Scripts used for analysis of L. saxatilis de novo RAD assembly. The scripts here are used for conversion of stacks outputs into various files that can then be used for downstream analysis. You can use the example data in the example data directory to test them out but the full dataset is also available on Dryad.
First, use the filter_haplotype_to_vcf.R script to filter down the haplotype output produced by Stacks. This will remove all non-polymorphic loci and ensure the haplotype and vcf files match. For example, using R on the command line you would do the following:
Rscript filter_haplotype_to_vcf.R in.haplotype in.vcf filtered_hap.out
Next you want to convert this filtered haplotype file into a genepop file for later analysis. To do so use the haplotype_to_genepop.R script like so:
Rscript haplotype_to_genepop.R filtered_hap.out filtered_hap.genepop my_header
With your genepop file, you now need to estimate various diversity statistics. The code for this script and it's source are modified versions of some early code written by Kevin Keenan for his diveRsity package. So be sure to check that out for more up-to-date code. To run the custom code here, use the create_div_stats.R script like so:
Rscript create_div_stats.R filtered_hap.genepop ind_sex.txt div_stats.txt
Here, the second file is a text file with two columns, sample name and sex. The final argument is the output
To perform the custom filtering explained in the manuscript, you can use the custom_RAD_loci_filtering.R script.

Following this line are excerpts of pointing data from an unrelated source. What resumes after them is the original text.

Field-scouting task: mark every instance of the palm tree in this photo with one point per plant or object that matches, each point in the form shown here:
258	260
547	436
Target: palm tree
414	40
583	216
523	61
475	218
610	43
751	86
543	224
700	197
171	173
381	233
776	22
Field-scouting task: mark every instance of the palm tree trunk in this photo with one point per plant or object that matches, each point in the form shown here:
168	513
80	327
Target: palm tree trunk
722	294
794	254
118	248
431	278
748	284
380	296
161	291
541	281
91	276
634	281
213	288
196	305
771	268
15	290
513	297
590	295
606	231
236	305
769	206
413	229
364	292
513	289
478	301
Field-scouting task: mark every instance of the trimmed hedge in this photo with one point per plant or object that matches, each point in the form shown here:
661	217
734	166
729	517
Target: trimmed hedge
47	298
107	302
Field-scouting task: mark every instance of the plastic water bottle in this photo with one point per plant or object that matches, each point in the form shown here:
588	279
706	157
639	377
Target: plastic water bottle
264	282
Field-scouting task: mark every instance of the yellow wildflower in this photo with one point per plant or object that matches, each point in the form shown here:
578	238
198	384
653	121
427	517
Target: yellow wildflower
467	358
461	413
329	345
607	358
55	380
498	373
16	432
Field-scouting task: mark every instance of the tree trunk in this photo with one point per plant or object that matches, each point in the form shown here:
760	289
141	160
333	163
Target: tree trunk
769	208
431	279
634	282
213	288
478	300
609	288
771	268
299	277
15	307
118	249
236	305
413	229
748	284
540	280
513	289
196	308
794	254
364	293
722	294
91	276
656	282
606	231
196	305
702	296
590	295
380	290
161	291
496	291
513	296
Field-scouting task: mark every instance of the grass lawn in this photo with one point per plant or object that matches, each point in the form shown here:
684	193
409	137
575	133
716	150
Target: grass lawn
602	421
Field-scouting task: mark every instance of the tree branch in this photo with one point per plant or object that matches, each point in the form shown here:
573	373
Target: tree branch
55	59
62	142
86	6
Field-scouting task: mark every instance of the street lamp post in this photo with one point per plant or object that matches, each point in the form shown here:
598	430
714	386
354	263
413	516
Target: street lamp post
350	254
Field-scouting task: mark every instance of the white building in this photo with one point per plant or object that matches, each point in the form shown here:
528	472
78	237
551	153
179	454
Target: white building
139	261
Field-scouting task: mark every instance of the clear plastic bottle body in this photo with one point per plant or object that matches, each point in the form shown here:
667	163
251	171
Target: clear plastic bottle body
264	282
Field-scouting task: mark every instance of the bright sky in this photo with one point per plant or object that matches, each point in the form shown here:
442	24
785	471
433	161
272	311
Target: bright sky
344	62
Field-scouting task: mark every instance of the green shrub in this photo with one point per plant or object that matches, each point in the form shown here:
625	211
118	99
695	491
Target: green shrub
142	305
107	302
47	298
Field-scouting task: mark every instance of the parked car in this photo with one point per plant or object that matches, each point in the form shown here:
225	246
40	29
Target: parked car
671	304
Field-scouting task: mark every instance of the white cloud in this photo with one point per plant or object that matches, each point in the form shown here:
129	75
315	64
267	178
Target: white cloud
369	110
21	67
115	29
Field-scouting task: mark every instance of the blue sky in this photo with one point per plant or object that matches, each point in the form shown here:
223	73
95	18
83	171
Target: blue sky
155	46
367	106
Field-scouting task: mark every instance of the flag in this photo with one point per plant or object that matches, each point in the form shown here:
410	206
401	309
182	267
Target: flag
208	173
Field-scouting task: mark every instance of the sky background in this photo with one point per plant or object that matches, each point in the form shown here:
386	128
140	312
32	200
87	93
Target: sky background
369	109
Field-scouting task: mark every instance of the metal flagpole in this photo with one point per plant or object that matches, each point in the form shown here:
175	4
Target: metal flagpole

This script is easier to run in the R terminal, altering the arguments within to suit your own needs.
In the manuscript, we used FreeNA to correct for null alleles. This can be achieved using the same genepop file we produced earlier and the freena_genepop.R script like so:
Rscript freena_genepop.R filtered_hap.genepop freena.genepop my_header
Basically the script will estimate null allele frequencies and then recode missing individuals as 999999 to indicate null alleles.